# Up close and personal part 2



## Arrow Flinger (Dec 7, 2004)

Check out the feet


----------



## leo (Dec 7, 2004)

*Now those are great pics AF*

The doe seems totally unaware that she is being photographed except in the center one where she just seems a bit curious  

Thanks for the great pics  


leo


----------



## BROWNING7WSM (Dec 7, 2004)

Nice pics..Never seen white on all feet like that before. Thanks for sharing..


----------



## Jim Thompson (Dec 7, 2004)

Thanks for the pics Tim,

Is the second deer a different one?  The first and last look to be buttons and the middle looks like a doe???

Jim


----------



## Jim Thompson (Dec 7, 2004)

Arrow Flinger said:
			
		

> Check out the feet



Shes just dressed for the evening

Jim


----------



## Arrow Flinger (Dec 7, 2004)

Yep, it was a doe and little'un.


----------



## HuntinTom (Dec 7, 2004)

*Nice Pictures Flinger...*

And certainly what you billed them as in the title -- "Up close and personal"


----------



## gadeerwoman (Dec 7, 2004)

She obviously hasn't gotten the message that a real southern lady would NEVER wear white pumps after Labor Day !!
Great pixs. What kind of camera?


----------



## Michael Lee (Dec 7, 2004)

Awesome pics.  Thanks!!

ML


----------



## Arrow Flinger (Dec 7, 2004)

gadeerwoman said:
			
		

> She obviously hasn't gotten the message that a real southern lady would NEVER wear white pumps after Labor Day !!
> Great pixs. What kind of camera?




Olympus c-700

I didn't have real good light so they are a little blurry.


----------



## BROWNING7WSM (Dec 7, 2004)

I thought the button buck had the white feet? : ..Guess Im blind...


----------



## Arrow Flinger (Dec 7, 2004)

It is Browning7


----------



## Arrow Flinger (Dec 10, 2004)

Around 20 yards or so.


----------



## Jayrod (Dec 12, 2004)

Arrow Flinger said:
			
		

> Olympus c-700
> 
> I didn't have real good light so they are a little blurry.

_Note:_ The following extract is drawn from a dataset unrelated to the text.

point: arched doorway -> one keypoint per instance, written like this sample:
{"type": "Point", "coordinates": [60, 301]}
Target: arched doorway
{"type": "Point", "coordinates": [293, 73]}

I thought it was because maybe you had buck fever


----------



## bdpost (Dec 14, 2004)

*Great shots*

Was that at the farm? I've seen a smaller doe with a yearling a bunch of times around my place. I wonder if it is the same two? Awsome pictures!


----------



## Arrow Flinger (Dec 14, 2004)

Nope, it was in Morgan County.


----------